Tuesday, April 19, 2011

Operation Wetback

In 1949 the Border Patrol seized nearly 280,000 illegal immigrants. By 1953, the numbers had grown to more than 865,000, and the U.S. government felt pressured to do something about the onslaught of immigration. What resulted was Operation Wetback, devised in 1954 under the supervision of new commissioner of the Immigration and Nationalization Service, Gen. Joseph Swing.

Swing oversaw the Border patrol, and organized state and local officials along with the police. The object of his intense border enforcement were "illegal aliens," but common practice of Operation Wetback focused on Mexicans in general. The police swarmed through Mexican American barrios throughout the southeastern states. Some Mexicans, fearful of the potential violence of this militarization, fled back south across the border. In 1954, the agents discovered over 1 million illegal immigrants.
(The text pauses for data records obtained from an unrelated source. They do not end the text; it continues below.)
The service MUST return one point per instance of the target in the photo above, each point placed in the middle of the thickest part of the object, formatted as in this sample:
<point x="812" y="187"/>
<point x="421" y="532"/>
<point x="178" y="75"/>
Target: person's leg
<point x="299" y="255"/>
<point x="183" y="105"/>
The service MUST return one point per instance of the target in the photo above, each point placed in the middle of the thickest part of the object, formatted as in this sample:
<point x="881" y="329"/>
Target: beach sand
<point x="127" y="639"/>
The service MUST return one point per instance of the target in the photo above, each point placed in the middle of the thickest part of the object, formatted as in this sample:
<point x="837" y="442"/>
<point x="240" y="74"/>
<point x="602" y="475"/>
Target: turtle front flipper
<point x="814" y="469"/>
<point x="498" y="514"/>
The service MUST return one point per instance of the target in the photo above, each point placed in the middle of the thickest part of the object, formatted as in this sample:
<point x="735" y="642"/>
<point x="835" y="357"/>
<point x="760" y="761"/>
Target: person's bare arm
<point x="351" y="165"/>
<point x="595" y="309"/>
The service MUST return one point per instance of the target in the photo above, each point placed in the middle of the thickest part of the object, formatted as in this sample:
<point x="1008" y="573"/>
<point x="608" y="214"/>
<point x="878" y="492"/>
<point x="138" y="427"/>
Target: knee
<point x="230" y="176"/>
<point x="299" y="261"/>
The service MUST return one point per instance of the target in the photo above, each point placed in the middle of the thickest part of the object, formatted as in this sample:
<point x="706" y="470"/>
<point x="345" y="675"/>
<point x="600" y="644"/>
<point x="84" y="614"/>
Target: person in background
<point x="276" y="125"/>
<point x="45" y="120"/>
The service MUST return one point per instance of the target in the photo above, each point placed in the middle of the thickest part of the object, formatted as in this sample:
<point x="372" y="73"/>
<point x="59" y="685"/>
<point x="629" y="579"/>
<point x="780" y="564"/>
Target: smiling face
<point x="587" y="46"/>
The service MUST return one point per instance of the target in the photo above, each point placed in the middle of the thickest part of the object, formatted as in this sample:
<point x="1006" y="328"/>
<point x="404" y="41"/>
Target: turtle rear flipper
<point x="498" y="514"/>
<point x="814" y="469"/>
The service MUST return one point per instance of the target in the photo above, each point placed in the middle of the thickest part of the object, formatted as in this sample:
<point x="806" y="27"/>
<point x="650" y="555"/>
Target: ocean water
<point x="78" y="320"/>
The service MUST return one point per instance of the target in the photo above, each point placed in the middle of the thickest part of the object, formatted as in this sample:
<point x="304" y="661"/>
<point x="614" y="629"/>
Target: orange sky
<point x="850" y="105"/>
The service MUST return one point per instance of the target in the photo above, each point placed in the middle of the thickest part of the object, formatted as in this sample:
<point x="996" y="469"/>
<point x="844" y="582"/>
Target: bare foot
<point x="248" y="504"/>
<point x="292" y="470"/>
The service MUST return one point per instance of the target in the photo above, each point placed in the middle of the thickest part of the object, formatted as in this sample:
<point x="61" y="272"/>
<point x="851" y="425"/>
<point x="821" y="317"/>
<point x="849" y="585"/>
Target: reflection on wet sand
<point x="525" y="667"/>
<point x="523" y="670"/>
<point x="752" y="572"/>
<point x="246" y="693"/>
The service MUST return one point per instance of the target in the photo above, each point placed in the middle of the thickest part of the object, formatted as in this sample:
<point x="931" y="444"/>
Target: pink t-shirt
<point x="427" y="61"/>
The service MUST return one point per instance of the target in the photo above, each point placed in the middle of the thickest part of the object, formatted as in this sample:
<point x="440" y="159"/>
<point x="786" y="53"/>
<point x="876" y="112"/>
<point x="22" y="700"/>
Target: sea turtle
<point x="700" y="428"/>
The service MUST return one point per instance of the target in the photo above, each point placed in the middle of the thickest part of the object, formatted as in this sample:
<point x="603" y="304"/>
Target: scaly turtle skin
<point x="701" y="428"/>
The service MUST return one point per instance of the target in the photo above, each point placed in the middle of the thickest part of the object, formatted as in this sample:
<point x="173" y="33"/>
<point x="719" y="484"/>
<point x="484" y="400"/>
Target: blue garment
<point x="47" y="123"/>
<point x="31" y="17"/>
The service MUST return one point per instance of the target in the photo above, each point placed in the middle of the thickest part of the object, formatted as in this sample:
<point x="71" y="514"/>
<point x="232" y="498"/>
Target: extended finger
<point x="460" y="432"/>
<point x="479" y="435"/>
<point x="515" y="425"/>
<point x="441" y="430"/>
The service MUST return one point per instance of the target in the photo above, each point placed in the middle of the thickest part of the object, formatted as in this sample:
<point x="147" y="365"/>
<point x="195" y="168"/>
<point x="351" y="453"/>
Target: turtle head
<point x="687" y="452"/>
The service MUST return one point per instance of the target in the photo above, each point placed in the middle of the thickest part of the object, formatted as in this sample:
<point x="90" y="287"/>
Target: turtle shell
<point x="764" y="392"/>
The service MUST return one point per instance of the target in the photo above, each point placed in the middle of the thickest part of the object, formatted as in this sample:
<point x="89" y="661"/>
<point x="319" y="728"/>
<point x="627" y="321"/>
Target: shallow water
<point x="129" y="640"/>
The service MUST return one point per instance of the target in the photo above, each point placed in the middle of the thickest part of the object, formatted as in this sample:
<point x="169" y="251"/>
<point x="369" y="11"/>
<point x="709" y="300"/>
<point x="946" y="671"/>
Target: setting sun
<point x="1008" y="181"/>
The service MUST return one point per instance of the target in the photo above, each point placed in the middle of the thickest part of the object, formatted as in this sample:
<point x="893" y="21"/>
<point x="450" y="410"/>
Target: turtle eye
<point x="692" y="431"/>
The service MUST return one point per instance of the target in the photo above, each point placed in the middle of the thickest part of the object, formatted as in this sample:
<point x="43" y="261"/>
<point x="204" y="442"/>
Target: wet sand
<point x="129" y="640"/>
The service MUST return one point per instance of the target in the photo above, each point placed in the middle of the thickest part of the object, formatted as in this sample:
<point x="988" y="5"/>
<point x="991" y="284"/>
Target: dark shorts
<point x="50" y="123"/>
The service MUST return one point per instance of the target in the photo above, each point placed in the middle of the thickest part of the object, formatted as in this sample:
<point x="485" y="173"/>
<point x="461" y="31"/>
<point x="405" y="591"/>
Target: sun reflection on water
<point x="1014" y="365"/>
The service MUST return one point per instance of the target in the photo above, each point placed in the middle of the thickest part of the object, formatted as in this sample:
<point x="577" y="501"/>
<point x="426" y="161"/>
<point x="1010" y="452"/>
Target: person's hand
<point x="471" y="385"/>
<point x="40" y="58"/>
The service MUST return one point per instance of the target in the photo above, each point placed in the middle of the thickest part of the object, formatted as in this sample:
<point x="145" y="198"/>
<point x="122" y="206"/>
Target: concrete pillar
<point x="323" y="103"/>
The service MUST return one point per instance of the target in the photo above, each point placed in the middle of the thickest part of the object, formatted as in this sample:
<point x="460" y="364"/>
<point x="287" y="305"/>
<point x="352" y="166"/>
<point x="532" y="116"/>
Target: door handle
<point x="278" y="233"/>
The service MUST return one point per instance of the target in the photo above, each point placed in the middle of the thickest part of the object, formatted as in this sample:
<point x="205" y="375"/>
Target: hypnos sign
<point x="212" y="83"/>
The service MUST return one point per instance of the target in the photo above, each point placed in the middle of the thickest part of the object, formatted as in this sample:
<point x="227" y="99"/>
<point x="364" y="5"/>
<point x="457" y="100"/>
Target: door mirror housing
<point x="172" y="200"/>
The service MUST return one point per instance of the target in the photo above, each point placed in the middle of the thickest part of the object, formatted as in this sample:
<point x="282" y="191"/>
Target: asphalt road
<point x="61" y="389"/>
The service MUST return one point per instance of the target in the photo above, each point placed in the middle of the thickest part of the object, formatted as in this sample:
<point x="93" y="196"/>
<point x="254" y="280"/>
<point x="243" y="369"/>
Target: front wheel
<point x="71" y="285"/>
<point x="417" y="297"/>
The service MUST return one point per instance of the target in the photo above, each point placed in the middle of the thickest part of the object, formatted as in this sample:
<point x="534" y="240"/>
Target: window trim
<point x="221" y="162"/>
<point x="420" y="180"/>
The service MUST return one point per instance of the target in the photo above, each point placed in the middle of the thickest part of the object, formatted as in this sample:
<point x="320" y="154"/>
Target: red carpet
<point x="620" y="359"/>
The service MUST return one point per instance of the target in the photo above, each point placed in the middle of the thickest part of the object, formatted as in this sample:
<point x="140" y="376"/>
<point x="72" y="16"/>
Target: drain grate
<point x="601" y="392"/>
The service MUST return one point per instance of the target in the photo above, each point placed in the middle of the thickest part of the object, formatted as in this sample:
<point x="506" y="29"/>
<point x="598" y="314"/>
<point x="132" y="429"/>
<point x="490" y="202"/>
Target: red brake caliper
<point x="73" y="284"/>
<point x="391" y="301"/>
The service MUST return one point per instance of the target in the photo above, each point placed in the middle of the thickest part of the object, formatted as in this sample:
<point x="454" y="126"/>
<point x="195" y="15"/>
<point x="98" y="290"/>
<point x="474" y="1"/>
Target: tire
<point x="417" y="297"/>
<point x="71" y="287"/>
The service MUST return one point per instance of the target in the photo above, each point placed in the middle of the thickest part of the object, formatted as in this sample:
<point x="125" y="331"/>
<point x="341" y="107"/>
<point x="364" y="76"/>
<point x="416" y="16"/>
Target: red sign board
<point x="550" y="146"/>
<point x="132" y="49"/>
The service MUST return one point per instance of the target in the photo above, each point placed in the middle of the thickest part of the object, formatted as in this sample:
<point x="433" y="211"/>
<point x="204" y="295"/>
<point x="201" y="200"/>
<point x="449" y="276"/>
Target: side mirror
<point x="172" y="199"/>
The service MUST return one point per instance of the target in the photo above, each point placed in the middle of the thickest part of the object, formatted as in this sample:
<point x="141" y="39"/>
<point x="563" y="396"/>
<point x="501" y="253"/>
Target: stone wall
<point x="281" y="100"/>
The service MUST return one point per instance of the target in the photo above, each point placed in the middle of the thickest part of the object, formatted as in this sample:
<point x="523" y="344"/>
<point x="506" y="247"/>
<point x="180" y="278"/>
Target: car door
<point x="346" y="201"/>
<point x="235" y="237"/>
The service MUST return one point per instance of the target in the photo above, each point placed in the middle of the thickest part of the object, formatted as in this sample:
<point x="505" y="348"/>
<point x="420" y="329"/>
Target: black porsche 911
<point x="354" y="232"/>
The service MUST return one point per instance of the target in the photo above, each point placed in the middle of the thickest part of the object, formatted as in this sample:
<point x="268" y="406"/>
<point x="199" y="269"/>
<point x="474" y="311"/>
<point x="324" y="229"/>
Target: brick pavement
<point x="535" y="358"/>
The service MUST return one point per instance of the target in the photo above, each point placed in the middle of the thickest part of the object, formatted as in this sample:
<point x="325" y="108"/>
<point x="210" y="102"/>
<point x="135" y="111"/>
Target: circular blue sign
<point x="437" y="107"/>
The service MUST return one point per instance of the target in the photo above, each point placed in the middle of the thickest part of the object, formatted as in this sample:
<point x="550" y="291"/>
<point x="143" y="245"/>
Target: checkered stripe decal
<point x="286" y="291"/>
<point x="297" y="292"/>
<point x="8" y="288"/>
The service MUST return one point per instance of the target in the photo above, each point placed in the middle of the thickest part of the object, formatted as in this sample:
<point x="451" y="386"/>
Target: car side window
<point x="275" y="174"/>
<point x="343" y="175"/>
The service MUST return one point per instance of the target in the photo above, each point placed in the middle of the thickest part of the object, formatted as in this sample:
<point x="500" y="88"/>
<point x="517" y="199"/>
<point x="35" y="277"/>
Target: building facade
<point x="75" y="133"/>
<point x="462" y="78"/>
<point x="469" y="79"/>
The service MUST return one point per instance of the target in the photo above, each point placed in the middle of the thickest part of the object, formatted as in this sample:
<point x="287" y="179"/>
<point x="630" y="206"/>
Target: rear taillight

In some cases, illegal immigrants were deported along with their American-born children, who were by law U.S. citizens. The agents used a wide brush in their criteria for interrogating potential aliens. They adopted the practice of stopping "Mexican-looking" citizens on the street and asking for identification. This practice incited and angered many U.S. citizens who were of Mexican American descent. Opponents in both the United States and Mexico complained of "police-state" methods, and Operation Wetback was abandoned.

The effort began in California and Arizona, and coordinated 1075 Border Patrol agents, along with state and local police agencies, to mount an aggressive crackdown. Tactics employed included going as far as systematic police sweeps of Mexican-American neighborhoods, and using racial profiling on random stops and ID checks of "Mexican-looking" people in a region with many Native Americans and native Hispanics. In some cases, illegal aliens were deported along with their American-born children.

Some 750 agents targeted agricultural areas with a goal of 1,000 apprehensions per day. By the end of July, over 50,000 illegal aliens were caught in the two states. An estimated 488,000 illegal aliens are believed to have left voluntarily, for fear of being apprehended. By September, 80,000 had been taken into custody in Texas, and the INS estimated that 500,000 to 700,000 had left Texas of their own accord. To discourage illicit re-entry, buses and trains took many deportees deep within Mexican territory before releasing them. [http://www.pbs.org/kpbs/theborder/history/timeline/20.html]

Operation Wetback was a 1954 operation by the United States Immigration and Naturalization Service (INS) to remove about one million illegal aliens from the southwestern United States, focusing on Mexican nationals. Tens of thousands more were deported by two chartered ships: the Emancipation and the Mercurio. The ships ferried them from Port Isabel, Texas, to Veracruz, Mexico, more than 500 mi (800 km) to the south. Some were taken as far as 1000 mi (1600 km). Deportation by sea was ended after seven deportees jumped overboard from the Mercurio and drowned, provoking a mutiny that led to a public outcry in Mexico. [http://www.tshaonline.org/handbook/online/articles/OO/pqo1.html]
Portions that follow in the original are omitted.